Creating an index

The use-case

You have limited RAM constraint but need to do similarity search on a lot of vectors? Great! You are in the right place :) This lib automatically builds an optimal index that maximizes the recall scores given a memory and query speed constraint.

The build_index command

The autofaiss build_index command takes the following parameters:

Parameters
Flag available	Default	Description
–embeddings	required	Source path of the directory containing your .npy embedding files. If there are several files, they are read in the lexicographical order. This can be a local path or a path in another Filesystem e.g. hdfs://root/… or s3://…
–index_path	required	Destination path of the faiss index on local machine.
–index_infos_path	required	Destination path of the faiss index infos on local machine.
–save_on_disk	required	Save the index on the disk.
–file_format	“npy”	File format of the files in embeddings. Can be either npy for numpy matrix files or parquet for parquet serialized tables
–embedding_column_name	“embeddings”	Only necessary when file_format=`parquet` In this case this is the name of the column containing the embeddings (one vector per row)
–id_columns	None	Can only be used when file_format=`parquet`. In this case these are the names of the columns containing the Ids of the vectors, and separate files will be generated to map these ids to indices in the KNN index
–ids_path	None	Only useful when id_columns is not None and file_format=`parquet`. This will be the path (in any filesystem) where the mapping files Ids->vector index will be store in parquet format
–metric_type	“ip”	(Optional) Similarity function used for query: (“ip” for inner product, “l2” for euclidian distance)
–max_index_memory_usage	“32GB”	(Optional) Maximum size in GB of the created index, this bound is strict.
–current_memory_available	“32GB”	(Optional) Memory available (in GB) on the machine creating the index, having more memory is a boost because it reduces the swipe between RAM and disk.
–max_index_query_time_ms	10	(Optional) Bound on the query time for KNN search, this bound is approximative.
–min_nearest_neighbors_to_retrieve	20	(Optional) Minimum number of nearest neighbors to retrieve when querying the index. Parameter used only during index hyperparameter finetuning step, it is not taken into account to select the indexing algorithm. This parameter has the priority over the max_index_query_time_ms constraint.
–index_key	None	(Optional) If present, the Faiss index will be build using this description string in the index_factory, more detail in the [Faiss documentation](https://github.com/facebookresearch/faiss/wiki/The-index-factory)
–index_param	None	(Optional) If present, the Faiss index will be set using this description string of hyperparameters, more detail in the [Faiss documentation](https://github.com/facebookresearch/faiss/wiki/Index-IO,-cloning-and-hyper-parameter-tuning)
–use_gpu	False	(Optional) Experimental, gpu training can be faster, but this feature is not tested so far.
–nb_cores	None	(Optional) The number of cores to use, by default will use all cores
–make_direct_map	False	(Optional) If set to True and that the created index is an IVF, call .make_direct_map() on the index to build a mapping (stored on RAM only) that speeds up greatly the calls to .reconstruct().
–should_be_memory_mappable	False	(Optional) If set to true, the created index will be selected only among the indices that can be memory-mapped on disk. This makes it possible to use 50GB indices on a machine with only 1GB of RAM.
–distributed	None	(Optional) If “pyspark”, create the index using pyspark. Otherwise, the index is created on your local machine.
–temporary_indices_folder	“hdfs://root/tmp/distributed_autofaiss_indices”	(Optional) Folder to save the temporary small indices, only used when distributed = “pyspark”
–verbose	20	(Optional) Set verbosity of logging output: DEBUG=10, INFO=20, WARN=30, ERROR=40, CRITICAL=50
–nb_indices_to_keep	1	(Optional) Number of indices to keep at most when distributed is “pyspark”.

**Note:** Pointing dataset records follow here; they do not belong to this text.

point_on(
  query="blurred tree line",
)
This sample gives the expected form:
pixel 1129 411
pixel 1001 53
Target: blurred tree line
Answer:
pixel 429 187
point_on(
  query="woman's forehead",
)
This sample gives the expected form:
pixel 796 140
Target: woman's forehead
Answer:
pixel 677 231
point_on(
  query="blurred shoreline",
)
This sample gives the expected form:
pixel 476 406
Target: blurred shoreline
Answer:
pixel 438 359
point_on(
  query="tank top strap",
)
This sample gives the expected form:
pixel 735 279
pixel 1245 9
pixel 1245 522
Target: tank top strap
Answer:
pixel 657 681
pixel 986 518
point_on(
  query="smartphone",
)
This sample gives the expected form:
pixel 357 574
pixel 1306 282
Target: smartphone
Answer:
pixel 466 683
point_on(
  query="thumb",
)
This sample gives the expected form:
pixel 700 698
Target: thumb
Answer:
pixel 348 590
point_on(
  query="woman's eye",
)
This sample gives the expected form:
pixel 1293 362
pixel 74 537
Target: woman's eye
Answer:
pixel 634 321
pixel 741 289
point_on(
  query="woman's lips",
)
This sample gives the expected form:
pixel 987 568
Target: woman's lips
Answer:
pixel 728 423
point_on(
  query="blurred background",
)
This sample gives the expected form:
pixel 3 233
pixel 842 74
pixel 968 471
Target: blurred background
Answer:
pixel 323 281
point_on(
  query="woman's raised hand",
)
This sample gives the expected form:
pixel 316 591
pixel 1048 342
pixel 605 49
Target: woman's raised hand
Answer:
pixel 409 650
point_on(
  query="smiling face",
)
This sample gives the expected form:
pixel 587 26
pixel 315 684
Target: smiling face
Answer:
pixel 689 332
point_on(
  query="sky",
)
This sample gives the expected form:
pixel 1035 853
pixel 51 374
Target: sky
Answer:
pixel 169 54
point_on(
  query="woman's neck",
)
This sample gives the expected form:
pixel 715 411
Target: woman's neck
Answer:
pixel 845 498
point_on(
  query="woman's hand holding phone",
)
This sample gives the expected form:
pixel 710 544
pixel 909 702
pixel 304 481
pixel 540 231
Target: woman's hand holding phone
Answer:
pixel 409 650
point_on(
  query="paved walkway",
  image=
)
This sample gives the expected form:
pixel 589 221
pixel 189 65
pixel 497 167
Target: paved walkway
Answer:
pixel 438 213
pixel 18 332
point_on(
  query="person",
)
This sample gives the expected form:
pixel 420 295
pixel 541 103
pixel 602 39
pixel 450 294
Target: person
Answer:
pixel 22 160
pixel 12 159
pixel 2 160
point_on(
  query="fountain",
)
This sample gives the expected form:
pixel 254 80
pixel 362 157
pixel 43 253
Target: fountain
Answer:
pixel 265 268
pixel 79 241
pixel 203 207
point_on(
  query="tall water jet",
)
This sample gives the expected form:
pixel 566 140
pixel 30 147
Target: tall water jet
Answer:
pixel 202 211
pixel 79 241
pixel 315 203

The same function can be called directly from a python environment (from autofaiss import build_index).

It is possible to force the creation of a specific index with specific hyperparameters if more control is needed. Here is some documentation <https://github.com/facebookresearch/faiss/wiki/Guidelines-to-choose-an-index> and <https://github.com/facebookresearch/faiss/wiki/The-index-factory> to help you to choose which index you need.

Time required

The time required to run this command is:

For 1TB of vectors -> 2 hours
For 150GB of vectors -> 1 hour
For 50GB of vectors -> 20 minutes

Tuning an existing index

The use-case

You have already created a Faiss index but you would like to have a better recall/query-time ratio? This command creates a new index with different hyperparameters to be closer to your requirements.

The tune_index command

The tune_index command set the hyperparameters for the given index.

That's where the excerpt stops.